Yesterday morning he had put egg and sperm together for the first time. Twelve hours passed without the sperm penetrating the barrier around the egg, then Helmut resorted to ICSI techniques. Using a specially designed microscope, tiny needles, and micromanipulation equipment, he held the mature egg with a specialized holding pipette, then vacuumed the sperm into a delicate, sharp, hollow needle. Holding his breath, he gingerly inserted the needle through the zona and into the egg, then injected the modified sperm into the cytoplasm. He immediately followed this injection with another—the artificial chromosome carrying the Iceman’s DNA.

He waited twenty-four hours, preparing another artificial chromosome in case this test should fail, and a moment ago he had checked the egg under the microscope. He had hoped to see two cells, a divided egg, but the oocyte had lost viability. The cell beneath his eye was as dead as stone.

Disappointment struck him like a blow in the stomach. He stood and stepped away from the microscope, swallowing several times to choke back his dismay. He would have to bring another precious egg from the cryogenic tank, and there were not many more to lose.

Pacing, he swiped his hands through his thinning hair and idly wondered why he hadn’t followed his brother’s lead and gone into the military. Kurt was a leading officer in the German army; he and his family lived in a modern Berlin apartment. Kurt played a key role in the changing face of Germany, while Helmut, the brightest Braun son, toiled in obscurity, searching for the experiment, the breakthrough that would catapult his name into the scientific journals and onto the front page of the New York Times. Twice he had been close to announcing a major discovery, once in his study of hematopoiesis and again in his work in the development of mammalian transducing vectors, but in both studies colleagues with better-funded programs had beaten him to publication.
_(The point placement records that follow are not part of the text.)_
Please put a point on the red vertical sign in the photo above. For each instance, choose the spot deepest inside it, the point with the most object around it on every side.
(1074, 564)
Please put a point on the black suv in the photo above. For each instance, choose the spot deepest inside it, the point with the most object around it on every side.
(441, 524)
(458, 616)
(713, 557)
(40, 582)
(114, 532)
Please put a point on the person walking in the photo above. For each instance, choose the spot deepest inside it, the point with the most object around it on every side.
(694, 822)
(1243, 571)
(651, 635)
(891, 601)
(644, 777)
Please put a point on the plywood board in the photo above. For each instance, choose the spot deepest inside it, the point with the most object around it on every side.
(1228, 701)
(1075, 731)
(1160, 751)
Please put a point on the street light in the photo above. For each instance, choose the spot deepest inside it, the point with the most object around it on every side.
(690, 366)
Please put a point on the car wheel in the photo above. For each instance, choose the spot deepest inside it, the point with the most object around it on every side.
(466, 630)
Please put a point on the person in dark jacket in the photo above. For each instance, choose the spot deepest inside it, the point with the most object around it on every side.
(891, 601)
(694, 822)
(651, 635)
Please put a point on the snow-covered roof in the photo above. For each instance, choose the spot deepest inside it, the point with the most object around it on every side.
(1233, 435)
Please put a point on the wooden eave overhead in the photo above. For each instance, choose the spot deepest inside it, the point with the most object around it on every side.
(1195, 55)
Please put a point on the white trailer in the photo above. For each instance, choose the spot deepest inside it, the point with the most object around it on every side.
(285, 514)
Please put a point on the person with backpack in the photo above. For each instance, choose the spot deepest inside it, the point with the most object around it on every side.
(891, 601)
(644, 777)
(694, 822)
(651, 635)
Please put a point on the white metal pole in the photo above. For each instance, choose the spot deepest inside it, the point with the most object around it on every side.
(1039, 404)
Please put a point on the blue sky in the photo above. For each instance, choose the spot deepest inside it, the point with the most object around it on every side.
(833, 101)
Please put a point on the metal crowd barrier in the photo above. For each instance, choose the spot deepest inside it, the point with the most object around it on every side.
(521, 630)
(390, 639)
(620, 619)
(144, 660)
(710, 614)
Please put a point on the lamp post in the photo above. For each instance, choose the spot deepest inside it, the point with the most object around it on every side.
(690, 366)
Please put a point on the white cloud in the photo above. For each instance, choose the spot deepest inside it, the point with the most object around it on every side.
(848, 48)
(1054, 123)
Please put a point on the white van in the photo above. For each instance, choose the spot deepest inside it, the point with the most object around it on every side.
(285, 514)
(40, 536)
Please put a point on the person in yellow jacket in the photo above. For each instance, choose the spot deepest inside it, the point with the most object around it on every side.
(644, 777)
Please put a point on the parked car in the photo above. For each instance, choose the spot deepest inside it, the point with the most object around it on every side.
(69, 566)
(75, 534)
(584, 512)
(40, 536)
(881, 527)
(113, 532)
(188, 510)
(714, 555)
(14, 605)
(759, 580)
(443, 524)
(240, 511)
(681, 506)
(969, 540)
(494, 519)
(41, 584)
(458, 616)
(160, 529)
Yet now, in the autumn of his life, Fate had smiled upon him. Destiny had sent Devin Sloane, who offered unique genetic material and an opportunity to establish his reputation. Helmut wasn’t blind to Sloane’s wide-eyed fanaticism, but the corruption of Michael Godfrey’s DNA actually supported Sloane’s theory about the deterioration of the human race. Helmut could not help but believe that this experiment might actually benefit Lara Godfrey. In return for her role in the procedure, she would receive free medical care and the best genetic work the university could offer.
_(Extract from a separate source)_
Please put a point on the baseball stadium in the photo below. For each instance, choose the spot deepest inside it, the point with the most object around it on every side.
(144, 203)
His watch chimed, reminding him of the hour. Midnight. By all rights he should be home with his wife, but he could not relax yet. Olivia had mentioned that Lara Godfrey walked around the office in a tense daze, and Sloane would soon want to know what progress he had made. Unless Helmut accomplished something within the week, the billionaire would not be happy . . . and might be tempted to offer his money and this opportunity to some other geneticist.

Helmut looked around at the lab, his eyes falling upon the small canister that contained the remainder of Michael Godfrey’s deposit. He would have to think of an answer very soon.